Gyoza isn’t sushi, though they do share some cosmetic similarities. Both involve a wrapping – Gyoza in flour dough, sushi in seaweed – and can contain similar ingredients. Sushi, however, is traditionally raw fish. Gyoza is cooked.

They are also two foods that hail from different parts of the world. Gyoza, as mentioned, is Chinese, while sushi is from Japan. They are, however, often enjoyed together. In this blog, we’ll discuss what types of Gyoza best complement sushi and how to prepare them. 

Is Gyoza Sushi?

The question of whether Gyoza is sushi or not can be answered by region. Gyoza is from China, and is a Chinese word. Sushi, on the other hand, is the most famous Japanese food there is. It’s kind of difficult to confuse them. 

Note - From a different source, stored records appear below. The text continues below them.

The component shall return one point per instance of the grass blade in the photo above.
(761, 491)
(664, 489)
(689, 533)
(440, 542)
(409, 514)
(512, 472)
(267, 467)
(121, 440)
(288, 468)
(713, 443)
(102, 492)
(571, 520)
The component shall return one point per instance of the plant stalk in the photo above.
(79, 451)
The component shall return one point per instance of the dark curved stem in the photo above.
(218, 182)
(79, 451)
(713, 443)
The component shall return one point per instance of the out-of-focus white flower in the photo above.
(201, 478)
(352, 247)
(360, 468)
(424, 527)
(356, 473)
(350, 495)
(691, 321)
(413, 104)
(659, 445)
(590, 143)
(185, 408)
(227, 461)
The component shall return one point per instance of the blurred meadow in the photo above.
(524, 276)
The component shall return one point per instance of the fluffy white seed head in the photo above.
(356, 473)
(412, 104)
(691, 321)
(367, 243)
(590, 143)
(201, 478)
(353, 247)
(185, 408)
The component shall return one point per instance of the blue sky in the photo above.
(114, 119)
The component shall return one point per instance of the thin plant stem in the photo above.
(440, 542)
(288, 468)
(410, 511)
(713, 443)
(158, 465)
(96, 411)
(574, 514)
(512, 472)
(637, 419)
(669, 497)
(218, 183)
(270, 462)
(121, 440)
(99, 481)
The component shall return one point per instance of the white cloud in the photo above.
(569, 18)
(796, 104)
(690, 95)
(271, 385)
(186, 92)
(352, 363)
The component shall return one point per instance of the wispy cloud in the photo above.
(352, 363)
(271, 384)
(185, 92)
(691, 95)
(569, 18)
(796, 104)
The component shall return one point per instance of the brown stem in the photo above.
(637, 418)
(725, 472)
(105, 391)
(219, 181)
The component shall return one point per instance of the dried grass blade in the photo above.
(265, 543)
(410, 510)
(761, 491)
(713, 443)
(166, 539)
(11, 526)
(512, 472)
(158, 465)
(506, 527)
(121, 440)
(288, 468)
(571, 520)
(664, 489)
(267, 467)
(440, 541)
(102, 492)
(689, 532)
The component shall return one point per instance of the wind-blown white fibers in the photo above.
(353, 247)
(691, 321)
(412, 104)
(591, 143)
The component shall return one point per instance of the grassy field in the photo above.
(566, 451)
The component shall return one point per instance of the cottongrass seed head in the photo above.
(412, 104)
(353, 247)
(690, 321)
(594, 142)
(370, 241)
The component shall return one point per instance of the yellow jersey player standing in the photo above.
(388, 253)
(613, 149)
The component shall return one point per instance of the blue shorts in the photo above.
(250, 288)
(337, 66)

That being said, there are some similarities that the two dishes share, even though they’re fairly insignificant. The interesting thing about Asian cuisine is often how, on the surface, they can share a lot in common. But you wouldn’t confuse two different types of noodles, such as ramen and soba, so the similarities end with some of the ingredients. 

Here are some of the key distinctions between Gyoza and sushi. They are wrapped very differently, but what’s inside them can often be the same thing – fish and vegetables are often staples in Gyoza stuffing.

Sushi, however, is famous for containing raw fish, though it doesn’t always have to. This is not something that can be easily found in Gyoza, as part of the process of making Gyoza involves cooking it.

Further helping clear up any confusion is the fact that Gyoza is often mixed up with an even more similar-looking food: Chinese Potstickers. 


What’s the Difference Between Gyoza and Chinese Potstickers?

The difference between Gyoza and Chinese Potstickers is much more subtle than the difference between Gyoza and Sushi. Potstickers are bigger than Gyoza, which can usually be consumed in one or two bites. They’re also wrapped in a thinner dough. 

How Thin Should Gyoza Wrappers Be?

In order to achieve the appropriate crispiness when frying the Gyoza, the wrappers should be incredibly thin. Measured out, they should be no more than .04 inches. If you bought them premade and think they are too thick, use a rolling pin to flatten them. 

The Best Gyoza To Complement Sushi


Still, there are many people who enjoy having some Gyoza before dining on sushi. It’s a common appetizer in Japan since Gyoza’s popularity exploded worldwide many decades ago. Though it’s a Chinese item and not a Japanese one, there are different ways to prepare Gyoza that can make it region-specific. 

As sushi is Japanese, it’s best to work with similarly-themed Gyoza for the appetizer. Japanese Gyoza is typically a fried or deep-fried variety known as Yaki or Age-gyoza, respectively. Most people who enjoy sushi, however, like it because it’s a particularly healthy meal. So Yaki-gyoza is usually the better option. It’s also easier to make if you don’t have a deep fryer. 

The first step in preparing Yaki-gyoza is to decide on the stuffing you want.  While it’s common for minced pork, vegetables and shiitake mushrooms to be included, having sushi right after is not going to necessarily work well. That’s why a lot of people just stick to vegetables or a different kind of fish such as shrimp. 

Oftentimes, vegans will substitute tofu for shrimp, which can have even further health benefits if it is fermented.

Once you’ve made your selections, here’s the process to properly fry the food:

Ingredients: 

Shrimp

Napa Cabbage

2 teaspoons of ginger

1 tablespoon of green onion

2 teaspoons of sake

1 teaspoon of salt

1 teaspoon of sesame oil

2 teaspoons of cornstarch

Gyoza wrappers (24)

Canola Oil

Step 1

Gather the ingredients, cleaning and chopping both the shrimp and cabbage as finely as possible. Mix all ingredients except the wrappers and canola oil in a bowl well.

Step 2

Lay out the flat wrappers and place a small handful of the ingredients on top of the wrapping, folding it over into a half-moon shape. Moisten your fingers while pressing them firmly together.

Step 3 

Put the canola oil in a pan and heat it. Fry the wrapped gyoza on both sides for 3-4 minutes until crisp. Pour ¼ of a cup of water in the pan and cover it, allowing them to steam on low until the water dissipates completely. 

Step 4

Serve and enjoy with whatever dipping sauce you prefer before moving on to your sushi.